We will proceed from here assuming that the returns are normally distributed so that we can go through the steps of fitting a distribution. We calculate the sample mean and standard deviation of the series and see how a theoretical normal curve fits against the actual values.

In [69]:

# Take the sample mean and standard deviation of the returns
sample_mean = np.mean(returns[:-1])
sample_std_dev = np.std(returns[:-1])
print("Mean: ", sample_mean)

('Mean: ', -0.0004662534806121209)

In [70]:

x = np.linspace(-(sample_mean + 4 * sample_std_dev), (sample_mean + 4 * sample_std_dev), len(returns))
sample_distribution = ((1/(sample_std_dev * 2 * np.pi)) * 
                       np.exp(-(x - sample_mean)*(x - sample_mean) / (2 * sample_std_dev * sample_std_dev)))
plt.hist(returns[:-1], bins = 20, normed=True)
plt.plot(x, sample_distribution)
plt.xlabel('Value')
plt.ylabel('Occurrences');
plt.show()

Our theoretical curve for the returns has a substantially lower peak than the actual values, which makes sense because the returns are not actually normally distributed. This is again due to the kurtosis of the normal distribution. The returns have a kurtosis value of around $5.29$, while the kurtosis of the normal distribution is $3$. A higher kurtosis leads to a higher peak.

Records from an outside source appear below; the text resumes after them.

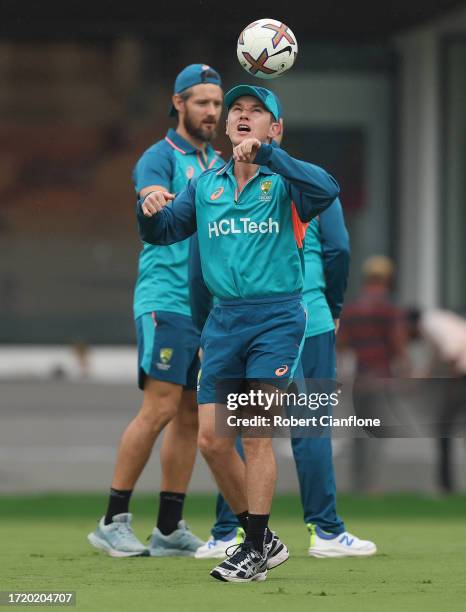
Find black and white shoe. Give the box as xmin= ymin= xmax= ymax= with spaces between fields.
xmin=210 ymin=542 xmax=267 ymax=582
xmin=264 ymin=529 xmax=290 ymax=569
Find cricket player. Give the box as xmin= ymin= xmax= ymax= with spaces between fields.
xmin=137 ymin=85 xmax=339 ymax=582
xmin=88 ymin=64 xmax=224 ymax=557
xmin=193 ymin=110 xmax=377 ymax=559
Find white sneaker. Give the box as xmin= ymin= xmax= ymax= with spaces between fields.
xmin=194 ymin=527 xmax=244 ymax=559
xmin=307 ymin=523 xmax=377 ymax=559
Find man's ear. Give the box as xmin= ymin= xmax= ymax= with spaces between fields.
xmin=172 ymin=94 xmax=184 ymax=112
xmin=267 ymin=121 xmax=282 ymax=141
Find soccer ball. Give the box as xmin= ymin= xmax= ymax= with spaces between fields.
xmin=236 ymin=19 xmax=298 ymax=79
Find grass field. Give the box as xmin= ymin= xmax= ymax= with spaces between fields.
xmin=0 ymin=495 xmax=466 ymax=612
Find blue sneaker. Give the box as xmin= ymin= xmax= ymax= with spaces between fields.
xmin=194 ymin=527 xmax=244 ymax=559
xmin=149 ymin=521 xmax=204 ymax=557
xmin=87 ymin=512 xmax=149 ymax=557
xmin=307 ymin=523 xmax=377 ymax=559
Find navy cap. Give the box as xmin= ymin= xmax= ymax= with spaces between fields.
xmin=169 ymin=64 xmax=222 ymax=117
xmin=225 ymin=85 xmax=282 ymax=121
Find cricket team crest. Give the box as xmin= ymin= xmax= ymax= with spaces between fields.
xmin=156 ymin=348 xmax=173 ymax=371
xmin=160 ymin=348 xmax=173 ymax=363
xmin=259 ymin=179 xmax=273 ymax=202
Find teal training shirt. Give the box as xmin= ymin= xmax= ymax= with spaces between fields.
xmin=133 ymin=129 xmax=224 ymax=318
xmin=137 ymin=144 xmax=339 ymax=300
xmin=302 ymin=198 xmax=350 ymax=337
xmin=303 ymin=218 xmax=335 ymax=337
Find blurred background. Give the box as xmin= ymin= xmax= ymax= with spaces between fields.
xmin=0 ymin=0 xmax=466 ymax=493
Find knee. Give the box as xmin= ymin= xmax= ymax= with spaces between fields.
xmin=197 ymin=431 xmax=232 ymax=460
xmin=139 ymin=397 xmax=178 ymax=430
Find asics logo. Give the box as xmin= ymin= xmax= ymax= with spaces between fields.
xmin=210 ymin=187 xmax=225 ymax=201
xmin=208 ymin=218 xmax=280 ymax=238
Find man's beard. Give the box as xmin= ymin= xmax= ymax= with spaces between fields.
xmin=183 ymin=113 xmax=217 ymax=142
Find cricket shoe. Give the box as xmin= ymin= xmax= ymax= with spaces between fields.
xmin=307 ymin=523 xmax=377 ymax=559
xmin=264 ymin=529 xmax=290 ymax=569
xmin=210 ymin=542 xmax=267 ymax=582
xmin=194 ymin=527 xmax=244 ymax=559
xmin=87 ymin=512 xmax=149 ymax=557
xmin=149 ymin=521 xmax=204 ymax=557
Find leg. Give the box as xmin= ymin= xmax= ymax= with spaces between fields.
xmin=211 ymin=436 xmax=244 ymax=540
xmin=88 ymin=378 xmax=182 ymax=557
xmin=198 ymin=404 xmax=248 ymax=514
xmin=160 ymin=391 xmax=198 ymax=493
xmin=291 ymin=331 xmax=345 ymax=534
xmin=112 ymin=377 xmax=183 ymax=490
xmin=243 ymin=438 xmax=277 ymax=515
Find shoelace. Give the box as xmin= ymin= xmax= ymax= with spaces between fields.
xmin=225 ymin=542 xmax=252 ymax=563
xmin=118 ymin=523 xmax=136 ymax=540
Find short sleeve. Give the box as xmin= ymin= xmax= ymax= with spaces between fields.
xmin=133 ymin=147 xmax=173 ymax=194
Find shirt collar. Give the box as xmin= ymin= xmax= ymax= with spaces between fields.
xmin=165 ymin=128 xmax=216 ymax=159
xmin=217 ymin=157 xmax=275 ymax=176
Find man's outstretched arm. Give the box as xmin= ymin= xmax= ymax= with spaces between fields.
xmin=254 ymin=144 xmax=340 ymax=222
xmin=136 ymin=179 xmax=197 ymax=245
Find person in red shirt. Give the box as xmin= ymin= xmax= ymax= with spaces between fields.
xmin=337 ymin=255 xmax=411 ymax=492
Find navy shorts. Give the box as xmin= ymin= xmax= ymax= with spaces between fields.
xmin=136 ymin=310 xmax=200 ymax=390
xmin=197 ymin=295 xmax=306 ymax=404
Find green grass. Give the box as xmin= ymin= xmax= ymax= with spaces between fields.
xmin=0 ymin=495 xmax=466 ymax=612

A major reason why it is so difficult to model prices and returns is due to the underlying probability distributions. A lot of theories and frameworks in finance require that data be somehow related to the normal distribution. This is a major reason for why the normal distribution seems to be so prevalent. However, it is exceedingly difficult to find real-world data that fits nicely into the assumptions of normality. When actually implementing a strategy, you should not assume that data follows a distribution that it demonstrably does not unless there is a very good reason for it.

Generally, when trying to fit a probability distribution to real-world values, we should have a particular distribution (or distributions) in mind. There are a variety of tests for different distributions that we can apply to see what might be the best fit. In additon, as more information becomes available, it will become necessary to update the sample mean and standard deviation or maybe even to find a different distribution to more accurately reflect the new information. The shape of the distribution will change accordingly.